Last fall, an individual discovered the long-lost model and brought it to Heritage for authentcation. Heritage then reached out to Roddenberry Jr. to coordinate the return of the Enterprise.
“Once our team of experts concluded it was the real thing, we contacted Rod because we wanted to get the model back to where it belonged,” Maddalena says. “We’re thrilled the Enterprise is finally in dry dock.”
“After five decades, I’m thrilled that someone happened upon this historic model of the USS Enterprise. I remember how it used to adorn my dad’s desk,” said Rod Roddenberry, CEO of Roddenberry Entertainment. “I am tremendously grateful to Heritage Auctions for facilitating the return of this iconic piece of Star Trek history to my family. I can’t wait to figure out how we are going to share it with my extended family, Star Trek fans around the world. We look forward to making that announcement.”
The USS Enterprise was famously designed by Star Trek’s art director, Walter “Matt” Jefferies, the namesake for the Jefferies tubes referenced in numerous episodes throughout the franchise’s storied history.
In the 1968 book The Making of Star Trek, co-written by Stephen Whitefield and Gene Roddenberry, Jefferies said that the Enterprise design “was arrived at by a process of elimination,” based partly on designs he’d seen at NASA, Douglas Aircraft and other aerospace engineering outfits.
“We didn’t want the Enterprise to look like something currently planned for our space program,” Jefferies said in the book. “We knew that by the time the show got on the air, this type of thing would be old hat. We had to go further than even the most advanced space scientists were thinking.” Jefferies said he aimed only to create something “instantly recognizable.”

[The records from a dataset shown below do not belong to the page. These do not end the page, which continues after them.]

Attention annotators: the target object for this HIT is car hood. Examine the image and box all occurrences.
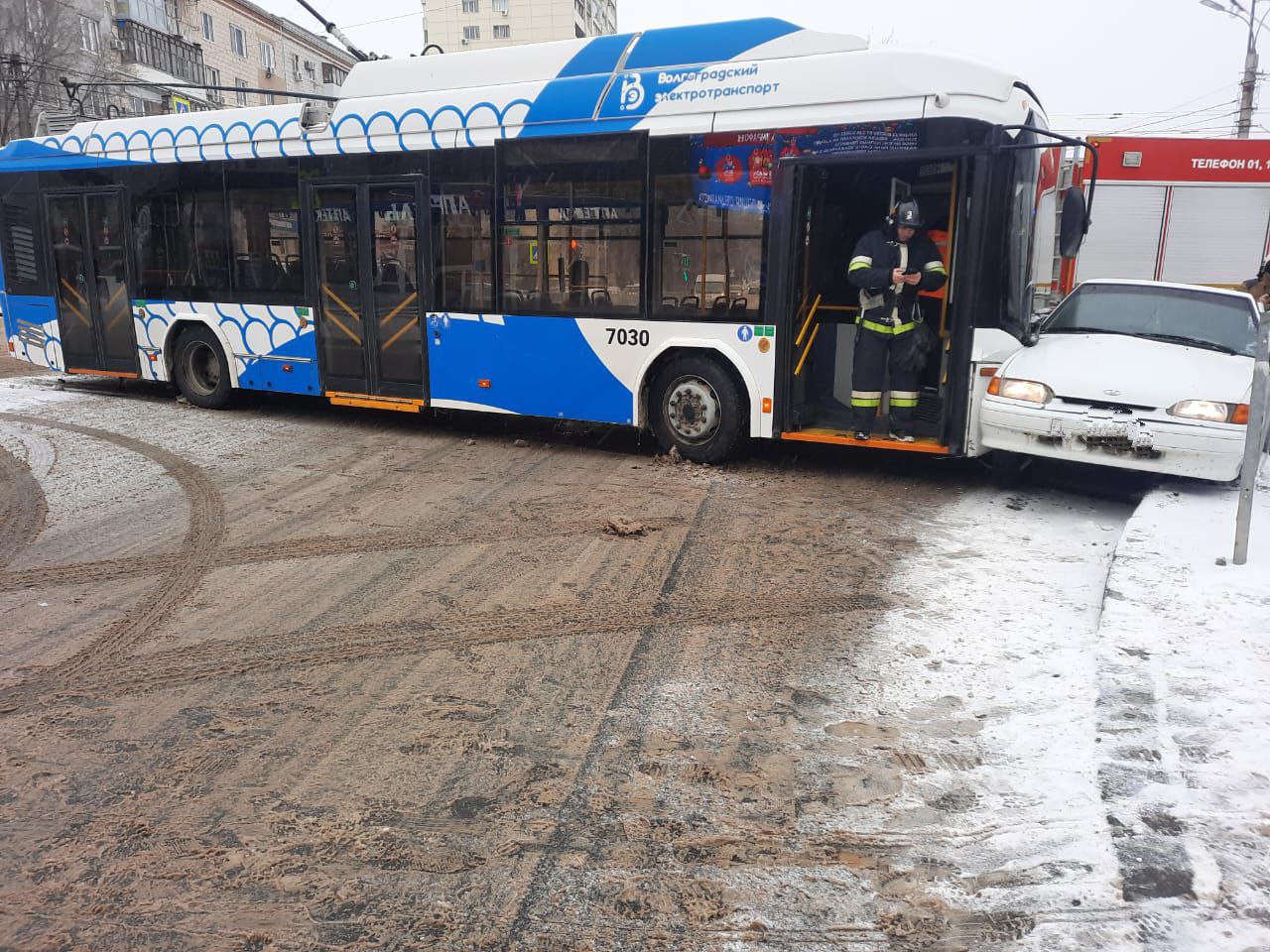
[1001,334,1252,409]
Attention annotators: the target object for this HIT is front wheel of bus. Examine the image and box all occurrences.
[173,327,234,410]
[649,357,744,463]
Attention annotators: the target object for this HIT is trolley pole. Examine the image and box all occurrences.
[1232,318,1270,565]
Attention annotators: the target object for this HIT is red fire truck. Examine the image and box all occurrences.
[1061,137,1270,292]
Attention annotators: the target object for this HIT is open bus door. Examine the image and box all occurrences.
[771,150,967,454]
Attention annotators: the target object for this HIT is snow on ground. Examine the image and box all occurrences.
[1098,477,1270,952]
[842,459,1270,952]
[832,486,1137,952]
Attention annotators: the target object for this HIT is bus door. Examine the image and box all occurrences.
[45,189,139,377]
[305,178,428,412]
[766,150,962,454]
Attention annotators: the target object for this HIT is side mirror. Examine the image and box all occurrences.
[1024,311,1051,346]
[1058,185,1089,258]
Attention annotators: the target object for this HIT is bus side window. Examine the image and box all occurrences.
[430,149,497,313]
[132,164,231,300]
[227,163,305,303]
[499,135,645,316]
[649,136,770,321]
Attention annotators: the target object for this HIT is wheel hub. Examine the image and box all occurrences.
[186,341,221,395]
[666,377,722,443]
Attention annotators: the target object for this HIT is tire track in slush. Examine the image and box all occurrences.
[0,447,49,566]
[0,413,225,708]
[504,480,726,949]
[0,515,682,591]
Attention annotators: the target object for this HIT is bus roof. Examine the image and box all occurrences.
[0,18,1040,173]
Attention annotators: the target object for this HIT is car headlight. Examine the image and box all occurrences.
[1169,400,1248,422]
[988,377,1054,405]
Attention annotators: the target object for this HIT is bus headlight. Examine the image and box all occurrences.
[1169,400,1248,422]
[988,377,1054,407]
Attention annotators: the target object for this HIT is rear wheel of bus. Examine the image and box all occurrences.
[173,327,234,410]
[649,355,745,463]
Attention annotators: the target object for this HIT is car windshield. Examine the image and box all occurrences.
[1042,285,1257,357]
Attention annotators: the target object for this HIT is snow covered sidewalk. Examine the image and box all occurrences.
[1097,467,1270,952]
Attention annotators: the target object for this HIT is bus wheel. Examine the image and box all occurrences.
[173,327,234,410]
[649,355,744,463]
[989,449,1024,489]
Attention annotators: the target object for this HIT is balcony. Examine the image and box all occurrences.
[118,20,205,83]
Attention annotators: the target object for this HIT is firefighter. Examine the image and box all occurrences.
[847,198,949,443]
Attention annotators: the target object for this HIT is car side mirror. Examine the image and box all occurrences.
[1058,185,1089,258]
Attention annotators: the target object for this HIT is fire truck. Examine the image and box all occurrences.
[1060,137,1270,294]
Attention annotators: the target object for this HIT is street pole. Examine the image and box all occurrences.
[1235,0,1257,139]
[1232,312,1270,565]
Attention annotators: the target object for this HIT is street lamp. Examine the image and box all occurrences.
[1199,0,1270,139]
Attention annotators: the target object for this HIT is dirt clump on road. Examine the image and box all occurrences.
[0,383,1021,949]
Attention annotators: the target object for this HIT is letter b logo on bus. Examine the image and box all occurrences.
[620,72,644,113]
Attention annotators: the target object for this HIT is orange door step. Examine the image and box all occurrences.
[326,390,427,414]
[781,427,949,456]
[66,367,141,380]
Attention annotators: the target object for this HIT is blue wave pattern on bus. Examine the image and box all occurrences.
[133,305,320,394]
[428,313,634,422]
[4,295,63,371]
[10,18,800,172]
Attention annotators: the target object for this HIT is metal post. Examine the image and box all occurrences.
[1237,0,1257,139]
[1232,313,1270,565]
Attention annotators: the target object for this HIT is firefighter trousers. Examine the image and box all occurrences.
[851,325,918,432]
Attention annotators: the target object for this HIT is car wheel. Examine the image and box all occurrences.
[649,355,744,463]
[173,327,234,410]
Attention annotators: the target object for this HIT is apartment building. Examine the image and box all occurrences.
[197,0,355,107]
[423,0,617,54]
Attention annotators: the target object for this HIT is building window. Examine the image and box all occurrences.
[207,66,225,103]
[431,149,484,313]
[498,136,644,314]
[80,17,101,54]
[652,136,770,320]
[119,0,177,33]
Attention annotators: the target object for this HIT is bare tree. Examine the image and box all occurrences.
[0,0,115,142]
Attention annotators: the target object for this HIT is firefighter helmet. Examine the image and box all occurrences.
[890,198,926,228]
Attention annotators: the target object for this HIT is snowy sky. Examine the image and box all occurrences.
[257,0,1270,137]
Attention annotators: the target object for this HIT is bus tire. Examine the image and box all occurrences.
[988,449,1024,489]
[649,354,745,463]
[172,326,234,410]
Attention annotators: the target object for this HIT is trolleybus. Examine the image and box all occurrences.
[0,19,1087,461]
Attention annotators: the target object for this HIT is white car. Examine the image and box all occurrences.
[980,281,1261,480]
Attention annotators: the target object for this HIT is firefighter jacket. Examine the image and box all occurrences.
[847,228,949,334]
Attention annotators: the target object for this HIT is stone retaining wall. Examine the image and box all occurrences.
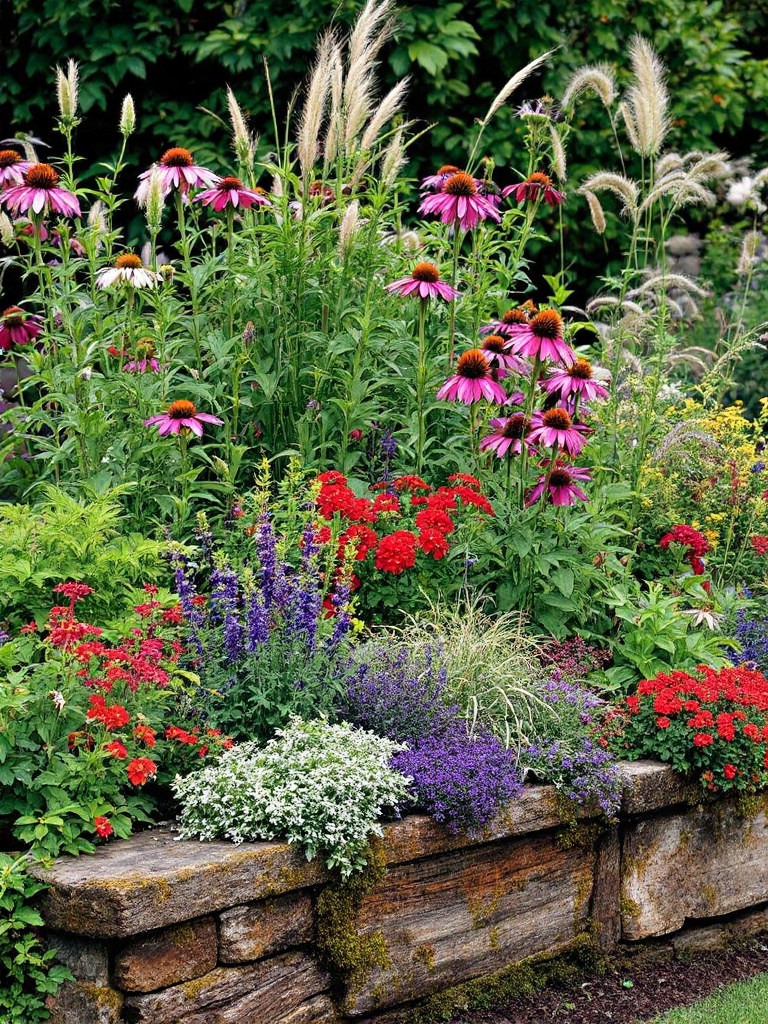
[38,762,768,1024]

Jefferies said Roddenberry wanted the Enterprise to be “large enough to carry a crew of several hundred people.” According to Jeffries, Roddenberry had very specific instructions: “No flames, no fins, no rockets – and make it look like it’s got power.”
Jefferies said the series’ creator wanted everything to be “believable,” which forced Jefferies to base his design “on fairly solid scientific concepts, projected into the future.” They sketched out myriad possibilities and filled walls with conceptual renderings – which Roddenberry didn’t like except for “a piece of this one or a small part of that one,” Jefferies said. Over time, everyone involved in the production, even the sales department and a representative from the Rand Corporation, got involved. Meanwhile, the studio wondered what was taking so long.
“My feeling was that if you didn’t believe in the spaceship,” Roddenberry wrote in The Making of Star Trek, “if you didn’t believe you were in a vehicle traveling through space, a vehicle that made sense, whose layout and design made sense, then you wouldn’t believe in the series.”
That sentiment continues to be integral to Roddenberry Entertainment, which recently launched the video podcast Does It Fly? based on Gene’s original desire to make the USS Enterprise scientifically sound. The podcast, hosted by scientist Hakeem Oluseyi and pop culture aficionado Tamara Krinski, discusses and debates the real-life viability of today’s favorite entertainment conceits.
Once Roddenberry and Jefferies finally settled on the basic design for the ship christened NCC-1701, a prototype was made using balsa wood and cardboard. Custom-scale model-maker Richard Datin Jr. fabricated a 33-inch wood, hand-painted model used for The Original Series’ opening credits and in the pilot episode The Cage – the model that has now been returned to Roddenberry so that it may live long and prosper.